Division dans le conseil des Acarnaniens.


Dans ce conseil, qui se tenait à Thurium, Æschrion, Glaucus, Chremès, tous trois amis des Romains, demandaient à Popilius qu’il mît des garnisons dans toutes les villes d’Acarnanie, parce que dans ces villes il se trouvait des gens qui favorisaient le parti de Persée et des Macédoniens. Diogène s’opposait fortement à ce sentiment. Il dit que les Romains ne mettaient de garnisons que chez leurs ennemis et chez les peuples qu’ils avaient vaincus, et que les Acarnaniens n’étant à leur égard coupables d’aucune faute, il n’était pas juste qu’on mît des garnisons dans leurs villes. Alors Chremès et Glaucus, pour affermir leur pouvoir, tâchèrent de détruire auprès du Romain le crédit de leurs adversaires. Leur but était, en attirant des garnisons, d’exercer impunément leur avarice et de vexer les peuples pour s’enrichir. Mais Popilius se rendit aux remontrances de Diogène. Il vit trop d’opposition du côté du peuple pour les garnisons, qui d’ailleurs, dans la disposition où l’on était d’être soumis aux ordres du sénat, étaient très-inutiles. Il loua fort les Acarnaniens de leur bonne volonté, et partit pour Larisse, où il devait joindre le proconsul. (Ambassades.) Dom Thuillier.

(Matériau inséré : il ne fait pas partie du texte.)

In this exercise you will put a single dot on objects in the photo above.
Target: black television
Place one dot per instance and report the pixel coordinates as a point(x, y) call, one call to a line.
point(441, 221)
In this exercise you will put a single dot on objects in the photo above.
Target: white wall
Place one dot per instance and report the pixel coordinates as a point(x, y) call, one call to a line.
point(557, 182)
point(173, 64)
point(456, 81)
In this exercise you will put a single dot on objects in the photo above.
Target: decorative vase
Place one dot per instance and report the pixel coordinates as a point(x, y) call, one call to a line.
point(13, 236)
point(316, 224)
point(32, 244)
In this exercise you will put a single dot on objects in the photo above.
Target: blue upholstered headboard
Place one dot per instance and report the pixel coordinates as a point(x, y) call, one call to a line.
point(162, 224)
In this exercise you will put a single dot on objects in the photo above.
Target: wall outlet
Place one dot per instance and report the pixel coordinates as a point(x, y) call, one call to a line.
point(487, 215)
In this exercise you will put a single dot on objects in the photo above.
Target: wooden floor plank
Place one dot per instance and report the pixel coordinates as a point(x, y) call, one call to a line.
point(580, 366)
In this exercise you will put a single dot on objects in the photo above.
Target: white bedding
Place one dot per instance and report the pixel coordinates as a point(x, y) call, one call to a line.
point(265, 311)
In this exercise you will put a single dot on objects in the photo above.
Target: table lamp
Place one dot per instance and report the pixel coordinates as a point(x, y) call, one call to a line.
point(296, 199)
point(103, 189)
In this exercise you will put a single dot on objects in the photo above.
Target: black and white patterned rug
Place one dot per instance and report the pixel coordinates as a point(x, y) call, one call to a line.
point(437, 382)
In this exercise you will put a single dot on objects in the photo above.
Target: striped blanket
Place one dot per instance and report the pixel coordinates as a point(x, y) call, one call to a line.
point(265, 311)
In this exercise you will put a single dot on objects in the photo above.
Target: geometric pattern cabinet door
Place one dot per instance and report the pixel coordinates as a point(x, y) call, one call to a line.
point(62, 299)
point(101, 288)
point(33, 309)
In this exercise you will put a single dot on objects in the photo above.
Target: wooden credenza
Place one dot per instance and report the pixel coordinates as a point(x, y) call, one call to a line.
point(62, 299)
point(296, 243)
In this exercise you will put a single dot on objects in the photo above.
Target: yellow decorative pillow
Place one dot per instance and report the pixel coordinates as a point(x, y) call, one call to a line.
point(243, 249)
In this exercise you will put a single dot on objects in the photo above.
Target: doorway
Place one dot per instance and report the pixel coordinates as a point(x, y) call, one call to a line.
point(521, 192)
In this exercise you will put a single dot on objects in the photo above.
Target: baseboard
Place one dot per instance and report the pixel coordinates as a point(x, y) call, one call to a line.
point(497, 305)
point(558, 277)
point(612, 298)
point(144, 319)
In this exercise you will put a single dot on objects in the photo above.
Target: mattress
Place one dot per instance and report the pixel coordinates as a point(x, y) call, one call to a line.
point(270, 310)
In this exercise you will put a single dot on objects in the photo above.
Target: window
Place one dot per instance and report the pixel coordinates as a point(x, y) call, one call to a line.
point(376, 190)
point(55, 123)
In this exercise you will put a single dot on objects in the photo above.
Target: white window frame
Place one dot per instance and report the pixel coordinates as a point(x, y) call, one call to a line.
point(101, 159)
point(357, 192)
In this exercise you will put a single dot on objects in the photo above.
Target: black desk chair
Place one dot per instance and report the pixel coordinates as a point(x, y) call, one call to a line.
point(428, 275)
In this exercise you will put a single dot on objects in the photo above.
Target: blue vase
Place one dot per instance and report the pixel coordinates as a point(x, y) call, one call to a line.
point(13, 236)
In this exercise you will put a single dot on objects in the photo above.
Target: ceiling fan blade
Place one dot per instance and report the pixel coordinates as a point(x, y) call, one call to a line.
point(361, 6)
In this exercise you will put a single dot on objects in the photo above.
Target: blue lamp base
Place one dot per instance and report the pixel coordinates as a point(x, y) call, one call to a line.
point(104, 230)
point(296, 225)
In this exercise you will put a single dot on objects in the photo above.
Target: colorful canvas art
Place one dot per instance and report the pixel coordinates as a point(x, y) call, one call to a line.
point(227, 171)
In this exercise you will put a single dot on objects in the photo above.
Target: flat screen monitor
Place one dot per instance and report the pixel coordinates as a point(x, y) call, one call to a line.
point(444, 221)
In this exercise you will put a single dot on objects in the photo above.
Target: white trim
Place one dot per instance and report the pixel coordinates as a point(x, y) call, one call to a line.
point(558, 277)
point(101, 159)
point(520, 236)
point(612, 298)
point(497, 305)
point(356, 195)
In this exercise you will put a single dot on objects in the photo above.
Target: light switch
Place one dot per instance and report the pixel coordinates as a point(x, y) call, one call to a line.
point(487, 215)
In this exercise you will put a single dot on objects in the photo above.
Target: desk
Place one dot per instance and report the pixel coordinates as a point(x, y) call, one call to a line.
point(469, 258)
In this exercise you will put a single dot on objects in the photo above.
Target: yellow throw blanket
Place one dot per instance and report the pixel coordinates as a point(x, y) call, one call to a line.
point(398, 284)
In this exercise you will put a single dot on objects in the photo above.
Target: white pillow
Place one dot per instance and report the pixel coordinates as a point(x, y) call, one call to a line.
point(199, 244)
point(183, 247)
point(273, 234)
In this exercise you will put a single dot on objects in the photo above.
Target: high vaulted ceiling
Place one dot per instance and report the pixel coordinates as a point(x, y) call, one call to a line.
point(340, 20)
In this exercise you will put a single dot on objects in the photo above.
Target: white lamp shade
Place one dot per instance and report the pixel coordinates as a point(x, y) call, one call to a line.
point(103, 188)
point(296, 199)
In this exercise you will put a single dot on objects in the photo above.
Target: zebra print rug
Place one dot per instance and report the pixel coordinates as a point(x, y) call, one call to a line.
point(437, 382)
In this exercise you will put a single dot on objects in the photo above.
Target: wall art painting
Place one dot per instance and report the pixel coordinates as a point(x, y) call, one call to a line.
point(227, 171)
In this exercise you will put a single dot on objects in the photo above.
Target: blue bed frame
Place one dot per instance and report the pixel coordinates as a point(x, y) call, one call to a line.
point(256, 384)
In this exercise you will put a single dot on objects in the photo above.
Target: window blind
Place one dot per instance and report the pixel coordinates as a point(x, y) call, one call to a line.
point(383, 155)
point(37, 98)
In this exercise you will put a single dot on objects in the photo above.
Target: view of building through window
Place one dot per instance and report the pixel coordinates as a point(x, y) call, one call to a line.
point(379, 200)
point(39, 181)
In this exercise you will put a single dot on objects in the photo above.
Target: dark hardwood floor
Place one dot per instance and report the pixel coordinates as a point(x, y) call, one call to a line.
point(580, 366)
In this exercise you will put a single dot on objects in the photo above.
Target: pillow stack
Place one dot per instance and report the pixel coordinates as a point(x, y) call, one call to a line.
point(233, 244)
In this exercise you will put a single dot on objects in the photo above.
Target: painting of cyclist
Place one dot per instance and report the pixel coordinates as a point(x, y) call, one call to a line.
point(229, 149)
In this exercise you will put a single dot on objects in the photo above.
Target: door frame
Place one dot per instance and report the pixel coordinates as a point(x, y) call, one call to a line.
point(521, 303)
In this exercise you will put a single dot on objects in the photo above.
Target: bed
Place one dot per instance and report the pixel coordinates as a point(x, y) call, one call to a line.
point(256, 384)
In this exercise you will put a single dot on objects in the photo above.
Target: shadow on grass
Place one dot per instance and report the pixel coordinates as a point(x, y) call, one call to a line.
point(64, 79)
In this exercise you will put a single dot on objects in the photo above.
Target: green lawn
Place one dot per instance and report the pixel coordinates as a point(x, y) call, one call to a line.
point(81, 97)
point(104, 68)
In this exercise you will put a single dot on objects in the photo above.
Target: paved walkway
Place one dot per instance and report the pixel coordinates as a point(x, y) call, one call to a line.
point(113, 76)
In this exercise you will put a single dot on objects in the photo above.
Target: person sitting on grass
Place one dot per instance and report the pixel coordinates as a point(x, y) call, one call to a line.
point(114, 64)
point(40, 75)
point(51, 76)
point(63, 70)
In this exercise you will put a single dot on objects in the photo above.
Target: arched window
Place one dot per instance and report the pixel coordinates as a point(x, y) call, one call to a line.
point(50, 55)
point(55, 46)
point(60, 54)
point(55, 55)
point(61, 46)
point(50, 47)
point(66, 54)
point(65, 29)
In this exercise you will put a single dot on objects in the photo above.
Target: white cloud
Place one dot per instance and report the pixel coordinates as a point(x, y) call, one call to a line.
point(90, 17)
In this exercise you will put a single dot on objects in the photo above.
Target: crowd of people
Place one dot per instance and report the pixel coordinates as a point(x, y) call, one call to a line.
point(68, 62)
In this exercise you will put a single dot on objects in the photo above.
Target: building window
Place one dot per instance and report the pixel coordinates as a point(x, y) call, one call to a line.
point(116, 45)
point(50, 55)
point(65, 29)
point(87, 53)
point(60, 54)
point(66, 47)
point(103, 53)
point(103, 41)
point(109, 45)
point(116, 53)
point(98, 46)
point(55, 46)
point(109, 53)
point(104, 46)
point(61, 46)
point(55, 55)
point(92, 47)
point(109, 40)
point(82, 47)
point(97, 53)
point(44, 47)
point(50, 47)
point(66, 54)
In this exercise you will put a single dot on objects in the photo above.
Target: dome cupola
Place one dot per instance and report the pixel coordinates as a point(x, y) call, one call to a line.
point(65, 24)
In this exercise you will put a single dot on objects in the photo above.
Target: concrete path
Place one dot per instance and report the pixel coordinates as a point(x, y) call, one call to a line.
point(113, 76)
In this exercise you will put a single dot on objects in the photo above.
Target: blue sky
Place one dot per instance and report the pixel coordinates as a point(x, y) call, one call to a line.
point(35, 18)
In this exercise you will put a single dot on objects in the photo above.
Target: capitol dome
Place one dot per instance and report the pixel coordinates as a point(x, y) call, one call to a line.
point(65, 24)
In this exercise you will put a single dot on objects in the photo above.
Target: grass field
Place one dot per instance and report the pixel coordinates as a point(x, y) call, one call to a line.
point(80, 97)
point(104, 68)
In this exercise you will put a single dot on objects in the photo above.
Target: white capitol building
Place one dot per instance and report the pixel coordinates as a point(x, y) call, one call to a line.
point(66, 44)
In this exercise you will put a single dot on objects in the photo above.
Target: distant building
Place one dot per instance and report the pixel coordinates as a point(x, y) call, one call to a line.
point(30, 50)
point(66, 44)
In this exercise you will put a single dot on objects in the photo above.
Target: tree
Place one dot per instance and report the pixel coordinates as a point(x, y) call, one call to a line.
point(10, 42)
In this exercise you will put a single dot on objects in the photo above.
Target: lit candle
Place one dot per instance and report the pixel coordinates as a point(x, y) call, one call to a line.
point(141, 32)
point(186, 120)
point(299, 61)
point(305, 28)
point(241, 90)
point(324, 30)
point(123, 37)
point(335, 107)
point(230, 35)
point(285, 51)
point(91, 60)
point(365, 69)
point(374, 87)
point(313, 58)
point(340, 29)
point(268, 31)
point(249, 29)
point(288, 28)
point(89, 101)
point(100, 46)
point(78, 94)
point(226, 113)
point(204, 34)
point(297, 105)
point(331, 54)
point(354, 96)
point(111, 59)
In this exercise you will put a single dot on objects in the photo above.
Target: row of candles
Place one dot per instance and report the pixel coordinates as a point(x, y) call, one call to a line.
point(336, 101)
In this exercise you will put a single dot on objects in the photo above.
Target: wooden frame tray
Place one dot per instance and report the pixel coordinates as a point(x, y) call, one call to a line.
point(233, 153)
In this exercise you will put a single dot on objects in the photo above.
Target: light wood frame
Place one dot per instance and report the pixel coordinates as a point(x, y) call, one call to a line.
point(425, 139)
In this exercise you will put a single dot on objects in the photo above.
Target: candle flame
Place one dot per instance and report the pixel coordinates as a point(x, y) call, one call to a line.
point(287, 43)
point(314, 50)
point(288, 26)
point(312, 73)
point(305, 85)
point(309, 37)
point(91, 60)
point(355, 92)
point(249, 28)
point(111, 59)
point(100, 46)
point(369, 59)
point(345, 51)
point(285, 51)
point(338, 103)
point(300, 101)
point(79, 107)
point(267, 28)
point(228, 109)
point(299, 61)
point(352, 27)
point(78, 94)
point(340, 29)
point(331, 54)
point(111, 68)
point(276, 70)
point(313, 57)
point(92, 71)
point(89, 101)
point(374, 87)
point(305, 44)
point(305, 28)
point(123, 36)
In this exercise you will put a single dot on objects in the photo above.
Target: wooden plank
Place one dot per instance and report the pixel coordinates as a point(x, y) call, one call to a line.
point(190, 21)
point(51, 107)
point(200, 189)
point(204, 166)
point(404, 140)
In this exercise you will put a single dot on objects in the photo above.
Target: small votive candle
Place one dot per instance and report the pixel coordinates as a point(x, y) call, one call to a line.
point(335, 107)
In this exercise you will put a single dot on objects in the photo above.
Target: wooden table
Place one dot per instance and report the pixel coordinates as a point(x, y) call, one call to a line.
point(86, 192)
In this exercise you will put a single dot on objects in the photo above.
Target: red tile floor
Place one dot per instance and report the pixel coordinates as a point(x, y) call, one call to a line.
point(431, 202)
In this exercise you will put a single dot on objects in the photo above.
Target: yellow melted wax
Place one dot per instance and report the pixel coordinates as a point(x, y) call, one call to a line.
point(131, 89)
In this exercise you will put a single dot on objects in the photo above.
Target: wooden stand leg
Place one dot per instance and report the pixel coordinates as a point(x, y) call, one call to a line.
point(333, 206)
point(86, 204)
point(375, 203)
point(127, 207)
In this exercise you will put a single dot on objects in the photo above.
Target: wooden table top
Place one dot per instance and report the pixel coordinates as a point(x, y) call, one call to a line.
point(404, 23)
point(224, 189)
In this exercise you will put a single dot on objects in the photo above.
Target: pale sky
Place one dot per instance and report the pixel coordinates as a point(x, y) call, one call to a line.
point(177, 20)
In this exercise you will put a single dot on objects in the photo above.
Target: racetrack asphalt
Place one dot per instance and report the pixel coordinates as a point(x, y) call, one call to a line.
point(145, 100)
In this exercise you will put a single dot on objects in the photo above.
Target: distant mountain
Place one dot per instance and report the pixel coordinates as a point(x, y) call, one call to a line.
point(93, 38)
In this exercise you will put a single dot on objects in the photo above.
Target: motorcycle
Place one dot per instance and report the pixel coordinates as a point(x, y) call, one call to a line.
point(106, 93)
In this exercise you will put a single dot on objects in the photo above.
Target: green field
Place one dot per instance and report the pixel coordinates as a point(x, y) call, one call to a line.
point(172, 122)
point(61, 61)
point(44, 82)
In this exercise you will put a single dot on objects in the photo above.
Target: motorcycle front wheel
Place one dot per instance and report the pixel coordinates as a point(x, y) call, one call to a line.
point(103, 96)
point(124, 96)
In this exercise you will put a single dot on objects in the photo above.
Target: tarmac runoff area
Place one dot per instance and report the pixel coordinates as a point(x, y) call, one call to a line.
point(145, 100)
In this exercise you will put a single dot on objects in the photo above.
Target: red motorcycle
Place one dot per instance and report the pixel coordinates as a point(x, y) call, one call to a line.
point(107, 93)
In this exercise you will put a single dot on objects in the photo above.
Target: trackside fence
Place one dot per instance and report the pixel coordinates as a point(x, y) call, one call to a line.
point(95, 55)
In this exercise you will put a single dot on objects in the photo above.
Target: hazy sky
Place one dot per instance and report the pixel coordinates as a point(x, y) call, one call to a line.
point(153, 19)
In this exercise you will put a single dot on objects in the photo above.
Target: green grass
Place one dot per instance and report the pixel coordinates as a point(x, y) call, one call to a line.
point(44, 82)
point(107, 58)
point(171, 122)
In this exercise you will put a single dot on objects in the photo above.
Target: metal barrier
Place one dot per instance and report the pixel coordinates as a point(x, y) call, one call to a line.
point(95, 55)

Persée envoie une ambassade à Gentius.


Les ambassadeurs que Persée envoya au roi Gentius, furent Pleurate, qui était exilé, et qu’il avait recueilli, et Adée de Béroé. Ils avaient ordre de faire connaître au roi d’Illyrie ce que celui de Macédoine avait fait depuis qu’il était en guerre avec les Romains, les Dardaniens, les Épirotes et les Illyriens, et de l’engager à faire alliance avec lui et avec les Macédoniens. Ces ambassadeurs traversent le désert d’Illyrie, canton que les Macédoniens avaient ravagé pour fermer aux Dardaniens toute entrée dans l’Illyrie, franchissent le mont de Scorde, et après une route si difficile et si fatigante, ils arrivent enfin à la ville de ce nom. Là, ayant appris que Gentius était à Lisse, ils lui donnent avis qu’ils vont le trouver. Le prince envoie au-devant d’eux, ils le joignent, et lui font part des ordres dont ils étaient chargés. Gentius ne parut pas opposé à l’alliance qu’on lui proposait ; mais pour ne pas accorder d’abord ce qu’on lui demandait, il prétexta qu’il n’avait ni préparatifs de guerre ni argent, et qu’il n’était point, par conséquent, en état d’entrer en guerre contre les Romains. Après cette réponse, les ambassadeurs reviennent à Persée, qui était alors à Stubère, où il avait vendu son butin, et où il faisait reposer ses troupes. Après avoir entendu là ce que Gentius avait répondu, il dépêcha une seconde fois à ce prince Adée, Glaucias un de ses gardes, et un Illyrien, et les chargea des mêmes ordres, faisant semblant de n’avoir pas assez compris de quoi Gentius manquait, et à quoi il tenait qu’il ne prît le parti des Macédoniens. Il décampa ensuite et prit la route d’Ancyre. (Ibid.)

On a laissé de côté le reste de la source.